For 500 years the mountain pressed down upon him, and only his head free from the crushing weight of the stonewrought prison the elder gods had summoned to halt his childish rebellion. Moss grew along the lines of his exposed face, tufts of grass sprouted from his ears; his vision was framed in wildflowers reaching from the soil around his cheeks. Most thought him long dead, tormented by the gods for waging war against the heavens until naught but his legend survived. But, as the stories go, the Monkey King cannot die.

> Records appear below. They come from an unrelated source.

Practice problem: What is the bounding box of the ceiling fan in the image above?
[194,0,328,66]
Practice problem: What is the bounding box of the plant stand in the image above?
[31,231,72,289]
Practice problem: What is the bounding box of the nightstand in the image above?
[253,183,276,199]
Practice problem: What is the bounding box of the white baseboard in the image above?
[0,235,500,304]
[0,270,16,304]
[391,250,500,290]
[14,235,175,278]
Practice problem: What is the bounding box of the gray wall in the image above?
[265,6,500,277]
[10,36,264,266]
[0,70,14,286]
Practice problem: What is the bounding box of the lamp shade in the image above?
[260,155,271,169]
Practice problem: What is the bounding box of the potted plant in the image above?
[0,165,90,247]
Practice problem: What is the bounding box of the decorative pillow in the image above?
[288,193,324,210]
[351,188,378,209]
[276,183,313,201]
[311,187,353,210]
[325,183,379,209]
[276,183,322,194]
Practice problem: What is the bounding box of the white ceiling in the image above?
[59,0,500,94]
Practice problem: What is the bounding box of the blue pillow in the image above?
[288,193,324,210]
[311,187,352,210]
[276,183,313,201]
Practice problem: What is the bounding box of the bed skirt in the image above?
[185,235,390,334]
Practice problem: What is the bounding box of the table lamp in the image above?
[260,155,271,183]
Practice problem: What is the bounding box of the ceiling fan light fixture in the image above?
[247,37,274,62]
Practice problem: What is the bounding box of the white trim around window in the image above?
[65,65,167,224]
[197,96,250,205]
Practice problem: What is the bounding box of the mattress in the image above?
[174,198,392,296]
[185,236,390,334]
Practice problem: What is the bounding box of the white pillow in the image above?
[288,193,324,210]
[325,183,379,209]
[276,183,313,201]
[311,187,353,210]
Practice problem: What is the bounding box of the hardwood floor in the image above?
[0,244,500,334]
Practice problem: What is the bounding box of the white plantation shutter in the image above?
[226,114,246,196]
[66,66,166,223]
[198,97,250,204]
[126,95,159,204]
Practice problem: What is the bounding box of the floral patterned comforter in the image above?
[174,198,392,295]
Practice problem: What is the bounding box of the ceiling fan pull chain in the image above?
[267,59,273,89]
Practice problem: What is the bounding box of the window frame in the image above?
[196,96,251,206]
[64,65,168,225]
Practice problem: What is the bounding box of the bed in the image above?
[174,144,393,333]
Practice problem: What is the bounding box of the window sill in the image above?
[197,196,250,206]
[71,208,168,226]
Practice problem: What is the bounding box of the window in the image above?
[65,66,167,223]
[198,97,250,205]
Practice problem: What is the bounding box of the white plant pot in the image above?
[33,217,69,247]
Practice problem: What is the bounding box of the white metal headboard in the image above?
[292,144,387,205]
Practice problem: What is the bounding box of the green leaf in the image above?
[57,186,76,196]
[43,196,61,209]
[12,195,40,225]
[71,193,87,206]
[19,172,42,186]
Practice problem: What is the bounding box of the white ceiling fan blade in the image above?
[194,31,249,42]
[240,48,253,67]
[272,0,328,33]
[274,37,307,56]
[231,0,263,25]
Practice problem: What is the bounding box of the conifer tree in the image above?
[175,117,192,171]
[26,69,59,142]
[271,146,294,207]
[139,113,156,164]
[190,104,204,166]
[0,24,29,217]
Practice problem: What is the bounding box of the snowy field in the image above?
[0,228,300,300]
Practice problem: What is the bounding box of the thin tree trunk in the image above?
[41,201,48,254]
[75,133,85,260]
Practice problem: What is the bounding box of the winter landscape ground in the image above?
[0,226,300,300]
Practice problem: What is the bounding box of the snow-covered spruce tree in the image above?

So he waited. Until the gods came to offer a chance at absolution, he endured. And when they did come to name the price, Sun Wukong accepted their charge: he would accompany a young acolyte on a secret pilgrimage, protect him from demons and dangers of the road, and guide the man home in possession of a coveted relic. Do that, and humbly obey the human's commands in service to their holy mission, and Wukong would prove himself reformed.
For a change, Sun Wukong fulfilled his oath to the gods with honor, and atoned for the sins of past insurrections. The acolyte, much learned in hardships, was returned to his home temple, relic in hand; and Wukong—finding himself for the first time in proper standing with any gods of consequence—was content for a short while to give up his old thirst for adventure and glory. But the Monkey King was born for mischief...and offending the gods never gets old.